With above $\beta$-functions, it is not difficult to construct
the effective coupling constants:
\be
\label{VI}
a_i(t)=\tilde a_i + \beta_{a_i}t\ ,\ \
\ee
where $\tilde a_i = a_i(t=0)$.

Due to renormalizability of the theory, the
effective Lagrangian satisfies the following vacuum RG equation
\be
\label{VII}
\left(\mu{\partial \over \partial \mu}
+\beta_{a_i}{\partial \over \partial a_i}
\right)
L_{eff}(\mu, a_i, g_{\mu\nu}, \phi)
=0\ .
\ee
Let us note that the form of RG equation is the same as
in the absence of dilaton background \cite{BOS}.

We work in the background field method \cite{BOS} where
 one can
represent the effective Lagrangian in the following form
\be
\label{VIII}
L_{eff}=L_{ext}(\mu, a_i, g_{\mu\nu}, \phi)
\ee
Here  $L_{ext}$ is the
effective action for external fields.
Applying RG Eq.(\ref{VII}) to Eq.(\ref{VIII}), we
may solve it as
\be
\label{XI}
L_{ext}(\mu, a_i, g_{\mu\nu}, \phi)
=L_{ext}(\mu\e^t, a_i(t),  g_{\mu\nu}, \phi)\ .
\ee
Here ${d a_i(t) \over dt}=\beta_{a_i}(t)$.
Hence, improved effective Lagrangian for dilaton coupled
EM theory in curved space is given by above equation.
(For scalar self-interacting theory in flat space, see refs.\cite{CW}).

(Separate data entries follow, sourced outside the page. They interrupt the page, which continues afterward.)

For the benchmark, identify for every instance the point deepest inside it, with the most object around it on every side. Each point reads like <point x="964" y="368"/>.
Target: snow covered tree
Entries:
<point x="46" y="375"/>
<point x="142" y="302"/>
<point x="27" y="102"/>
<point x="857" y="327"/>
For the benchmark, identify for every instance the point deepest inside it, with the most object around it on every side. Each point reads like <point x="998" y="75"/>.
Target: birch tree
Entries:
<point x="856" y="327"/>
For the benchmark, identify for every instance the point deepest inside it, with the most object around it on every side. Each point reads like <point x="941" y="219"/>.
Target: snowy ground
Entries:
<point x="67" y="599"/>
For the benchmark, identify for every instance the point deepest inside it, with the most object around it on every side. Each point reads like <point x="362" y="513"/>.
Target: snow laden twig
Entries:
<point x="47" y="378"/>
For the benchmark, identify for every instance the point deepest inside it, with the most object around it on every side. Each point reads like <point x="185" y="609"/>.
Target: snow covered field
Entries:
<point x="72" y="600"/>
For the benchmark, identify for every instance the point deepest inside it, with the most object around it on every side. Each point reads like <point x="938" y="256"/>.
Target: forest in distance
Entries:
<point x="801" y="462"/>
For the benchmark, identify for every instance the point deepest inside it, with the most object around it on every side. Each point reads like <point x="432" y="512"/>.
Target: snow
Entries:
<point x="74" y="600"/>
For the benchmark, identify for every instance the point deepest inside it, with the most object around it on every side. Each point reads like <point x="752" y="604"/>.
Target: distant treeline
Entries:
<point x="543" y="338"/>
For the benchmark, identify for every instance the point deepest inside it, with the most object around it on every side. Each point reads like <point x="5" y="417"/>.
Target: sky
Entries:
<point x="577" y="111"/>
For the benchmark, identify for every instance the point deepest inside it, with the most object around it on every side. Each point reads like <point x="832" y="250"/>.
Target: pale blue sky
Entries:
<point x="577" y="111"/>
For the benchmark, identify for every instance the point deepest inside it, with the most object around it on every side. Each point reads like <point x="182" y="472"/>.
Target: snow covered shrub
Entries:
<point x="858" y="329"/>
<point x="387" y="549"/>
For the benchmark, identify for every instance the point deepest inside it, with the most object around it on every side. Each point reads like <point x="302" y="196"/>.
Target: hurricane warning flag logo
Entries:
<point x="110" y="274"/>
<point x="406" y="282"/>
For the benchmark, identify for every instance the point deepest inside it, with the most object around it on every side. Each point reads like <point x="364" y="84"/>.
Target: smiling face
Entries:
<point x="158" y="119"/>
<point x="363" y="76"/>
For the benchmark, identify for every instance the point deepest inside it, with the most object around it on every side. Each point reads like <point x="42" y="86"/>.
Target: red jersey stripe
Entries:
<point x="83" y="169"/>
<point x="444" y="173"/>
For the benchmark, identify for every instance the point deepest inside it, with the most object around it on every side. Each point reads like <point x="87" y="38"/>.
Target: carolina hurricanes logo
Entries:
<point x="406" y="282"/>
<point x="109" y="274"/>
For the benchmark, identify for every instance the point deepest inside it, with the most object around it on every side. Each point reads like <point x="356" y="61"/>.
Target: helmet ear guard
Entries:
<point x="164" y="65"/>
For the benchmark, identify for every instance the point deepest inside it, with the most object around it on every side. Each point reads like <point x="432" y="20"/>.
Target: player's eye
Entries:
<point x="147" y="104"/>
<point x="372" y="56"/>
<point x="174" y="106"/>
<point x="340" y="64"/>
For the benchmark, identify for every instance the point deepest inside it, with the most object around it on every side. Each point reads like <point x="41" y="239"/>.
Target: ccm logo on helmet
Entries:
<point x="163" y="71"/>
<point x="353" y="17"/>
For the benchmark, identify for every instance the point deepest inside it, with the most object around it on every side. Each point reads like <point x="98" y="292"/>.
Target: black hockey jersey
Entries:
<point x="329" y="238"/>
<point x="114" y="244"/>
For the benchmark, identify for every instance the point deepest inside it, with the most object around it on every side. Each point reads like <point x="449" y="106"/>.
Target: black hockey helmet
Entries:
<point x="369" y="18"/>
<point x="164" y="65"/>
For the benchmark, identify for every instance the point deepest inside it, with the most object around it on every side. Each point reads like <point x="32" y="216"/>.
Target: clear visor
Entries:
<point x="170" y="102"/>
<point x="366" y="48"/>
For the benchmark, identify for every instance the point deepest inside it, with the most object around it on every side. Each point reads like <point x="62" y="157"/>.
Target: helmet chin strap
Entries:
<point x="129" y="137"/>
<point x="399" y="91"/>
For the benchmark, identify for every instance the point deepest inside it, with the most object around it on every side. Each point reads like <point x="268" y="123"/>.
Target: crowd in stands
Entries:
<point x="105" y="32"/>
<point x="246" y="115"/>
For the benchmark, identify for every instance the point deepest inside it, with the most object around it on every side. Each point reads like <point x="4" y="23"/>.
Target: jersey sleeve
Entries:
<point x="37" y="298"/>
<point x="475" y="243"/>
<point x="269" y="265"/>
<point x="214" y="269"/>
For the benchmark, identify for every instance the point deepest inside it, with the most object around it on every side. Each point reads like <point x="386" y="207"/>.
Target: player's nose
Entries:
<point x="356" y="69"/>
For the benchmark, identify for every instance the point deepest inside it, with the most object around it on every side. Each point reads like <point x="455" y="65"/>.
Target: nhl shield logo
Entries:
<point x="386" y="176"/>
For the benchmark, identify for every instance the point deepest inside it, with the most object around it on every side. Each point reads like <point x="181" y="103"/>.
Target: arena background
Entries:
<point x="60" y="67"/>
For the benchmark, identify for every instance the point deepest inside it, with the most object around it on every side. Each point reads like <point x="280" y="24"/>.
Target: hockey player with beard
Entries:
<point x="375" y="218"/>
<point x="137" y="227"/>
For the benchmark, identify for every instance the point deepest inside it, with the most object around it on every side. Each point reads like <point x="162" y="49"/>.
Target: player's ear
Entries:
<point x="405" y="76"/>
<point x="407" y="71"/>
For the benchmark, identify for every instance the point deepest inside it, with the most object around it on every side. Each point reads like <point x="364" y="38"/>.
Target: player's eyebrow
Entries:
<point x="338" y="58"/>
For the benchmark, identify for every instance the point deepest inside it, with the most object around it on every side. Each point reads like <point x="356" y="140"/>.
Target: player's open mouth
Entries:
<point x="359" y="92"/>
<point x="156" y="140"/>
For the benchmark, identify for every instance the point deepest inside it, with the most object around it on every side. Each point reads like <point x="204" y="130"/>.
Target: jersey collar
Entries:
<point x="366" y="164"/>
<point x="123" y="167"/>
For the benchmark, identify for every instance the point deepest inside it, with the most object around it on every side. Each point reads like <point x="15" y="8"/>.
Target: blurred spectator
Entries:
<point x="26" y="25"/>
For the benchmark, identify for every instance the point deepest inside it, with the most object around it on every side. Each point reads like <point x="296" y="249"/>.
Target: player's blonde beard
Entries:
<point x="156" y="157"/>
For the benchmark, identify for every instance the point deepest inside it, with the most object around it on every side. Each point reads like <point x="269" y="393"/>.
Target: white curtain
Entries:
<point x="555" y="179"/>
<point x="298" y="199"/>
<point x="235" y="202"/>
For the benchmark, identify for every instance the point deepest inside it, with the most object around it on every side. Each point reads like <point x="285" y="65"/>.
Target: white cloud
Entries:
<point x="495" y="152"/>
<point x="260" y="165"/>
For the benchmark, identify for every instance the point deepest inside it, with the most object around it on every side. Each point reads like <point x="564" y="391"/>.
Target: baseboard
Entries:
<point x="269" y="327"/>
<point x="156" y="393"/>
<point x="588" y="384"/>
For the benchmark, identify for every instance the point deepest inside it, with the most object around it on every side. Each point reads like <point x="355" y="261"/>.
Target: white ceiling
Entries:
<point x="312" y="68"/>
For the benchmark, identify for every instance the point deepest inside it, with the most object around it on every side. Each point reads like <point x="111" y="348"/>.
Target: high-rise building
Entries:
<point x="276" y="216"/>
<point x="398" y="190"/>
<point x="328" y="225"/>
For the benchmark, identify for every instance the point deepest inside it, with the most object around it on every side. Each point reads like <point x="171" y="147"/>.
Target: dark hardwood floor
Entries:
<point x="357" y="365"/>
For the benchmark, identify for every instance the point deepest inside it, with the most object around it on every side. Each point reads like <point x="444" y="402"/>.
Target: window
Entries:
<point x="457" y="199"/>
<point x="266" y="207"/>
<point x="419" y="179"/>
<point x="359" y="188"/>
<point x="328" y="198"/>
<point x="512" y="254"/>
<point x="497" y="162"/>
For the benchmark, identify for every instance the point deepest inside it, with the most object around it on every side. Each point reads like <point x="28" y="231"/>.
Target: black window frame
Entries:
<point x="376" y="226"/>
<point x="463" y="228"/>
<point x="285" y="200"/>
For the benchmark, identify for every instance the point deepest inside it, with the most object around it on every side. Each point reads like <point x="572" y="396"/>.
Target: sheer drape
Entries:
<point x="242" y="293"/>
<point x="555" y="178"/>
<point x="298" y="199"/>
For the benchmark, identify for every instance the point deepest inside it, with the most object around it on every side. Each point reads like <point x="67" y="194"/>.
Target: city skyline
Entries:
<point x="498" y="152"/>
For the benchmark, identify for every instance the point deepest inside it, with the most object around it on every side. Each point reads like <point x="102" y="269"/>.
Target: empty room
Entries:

Working in the leading approximation, one should use some
boundary condition to define the effective Lagrangian at
$t=0$.
As such boundary condition one can use the tree-level action,
i.e., sum of Eqs.(\ref{I}) and (\ref{III}).
Then we obtain
\be
\label{XII}
L_{eff}= \sum_{i=1}^{13}a_i(t)J_i\ .
\ee

One has to think now about the meaning of RG parameter $t$,
which normally corresponds to the logarithm of the effective
mass squared.


Let us consider the case of strong gravitational field. Then,
the effective mass naturally defines RG parameter $t$ to be:
\be
\label{XIV}
t={1 \over 2}\ln {|f(\phi) R| \over \mu^2}\ .
\ee
This expression should be used in Eq.(\ref{XII}) in order to
give $L_{eff}$ at strong values of $f(\phi)R$. Note that if
one calculates the effective action at strong curvature directly
(without use of RG) the result would be just the same. The only
difference may enter through initial values of effective coupling
constants which should be defined by regularization. However, at
strong curvature this difference is not relevant.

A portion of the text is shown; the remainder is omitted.